I know that it's a very slippery slope and so like I said, its a fine line. What works and is appropriate for one person, is NOT going to be appropriate for another person. Some people simply cannot engage in ANY form of dieting behaviours (even if that "dieting" behaviour is meant to be a lifestyle change not just a short term fix) and that needs to be recognised. I think that its better to do weight loss (if it is genuinely required) with the help of a treatment team if available. I think that if one is engaging with people that have a pro-ana/pro-mia mindset that its important to monitor yourself and be careful with whom you are friendly.
I don't have answers but I know there are a lot of people out there that expect that the system should automatically treat everybody on a recovery model. The expectation that everybody wants to get well and that if they don't, that if they're treated for long enough that it will change (sometimes it might, sometimes it won't).
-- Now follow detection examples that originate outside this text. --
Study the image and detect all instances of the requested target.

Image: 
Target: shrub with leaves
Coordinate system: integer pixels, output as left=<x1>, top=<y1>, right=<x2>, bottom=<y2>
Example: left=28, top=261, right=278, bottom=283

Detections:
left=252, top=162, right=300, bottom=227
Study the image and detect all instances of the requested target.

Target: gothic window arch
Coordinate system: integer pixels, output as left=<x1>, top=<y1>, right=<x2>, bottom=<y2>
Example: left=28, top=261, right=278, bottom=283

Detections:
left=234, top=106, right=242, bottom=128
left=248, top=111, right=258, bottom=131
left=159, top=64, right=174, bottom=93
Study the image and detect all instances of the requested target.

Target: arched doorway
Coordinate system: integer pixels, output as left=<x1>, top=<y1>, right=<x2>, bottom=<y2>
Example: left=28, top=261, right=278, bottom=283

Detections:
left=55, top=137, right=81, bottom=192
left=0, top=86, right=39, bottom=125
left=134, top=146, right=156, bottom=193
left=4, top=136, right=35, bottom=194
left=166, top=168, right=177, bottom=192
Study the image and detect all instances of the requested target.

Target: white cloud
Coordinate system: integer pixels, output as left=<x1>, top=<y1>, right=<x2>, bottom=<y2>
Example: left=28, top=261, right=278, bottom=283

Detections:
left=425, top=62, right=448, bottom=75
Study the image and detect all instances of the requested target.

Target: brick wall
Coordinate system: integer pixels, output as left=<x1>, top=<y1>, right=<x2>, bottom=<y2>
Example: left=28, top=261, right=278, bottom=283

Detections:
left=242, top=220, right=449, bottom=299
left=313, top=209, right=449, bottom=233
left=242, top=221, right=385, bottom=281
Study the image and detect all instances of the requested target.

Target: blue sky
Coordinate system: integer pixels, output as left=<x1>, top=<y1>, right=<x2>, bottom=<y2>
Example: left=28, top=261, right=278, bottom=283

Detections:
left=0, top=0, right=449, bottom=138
I think that there is this idea that if we talk about alternatives to working with people not ready to recovery from eating disorders, that we will feel that we're responsible for the outcomes of their health, that we're encouraging them to continue in unhelpful behaviours. There is also the expectation that if there was enough treatment available then thigns would improve, and sure, in part, I think that's reasonable, but I also think a lot of people are forced into treatment and they're not ready, hence the revolving door problem of eating disorder treatment.
I know a lot of this is controversial. But when I worked at in the Needle and Syringe Program that was very controversial. We were giving free needles and disposal stuff to addicts (and sometimes people with medications). Lots of people assume that its encouraging drug use. That is never how I saw it. For us, it was always an opportunity to help that person keep their health as best as possible. If that meant I gave them a tip on how to inject properly, so be it. It also meant they often felt more comfortable speaking to us when they wanted to get clean. Drug use is just as hazardous as eating disorders and can have some incredibly long term consequences, just like eating disorders. The NSP approach looks are harm minimisation, so reducing the level of harm that might be caused from the drug taking behaviour, we could give advice and support and help to people ready to hear it and help keep other users healthier while they weren't. I think there is a place for this in eating disorders. It's mostly just figuring out how to engage with that idea in a manner that reduces harm, not increases it.
Again, I know its controversial, I know the line for each person is going to be different. But lets not isolate and stigmatise a community even further. Lets work on ways that we can help each other to get better, step by step.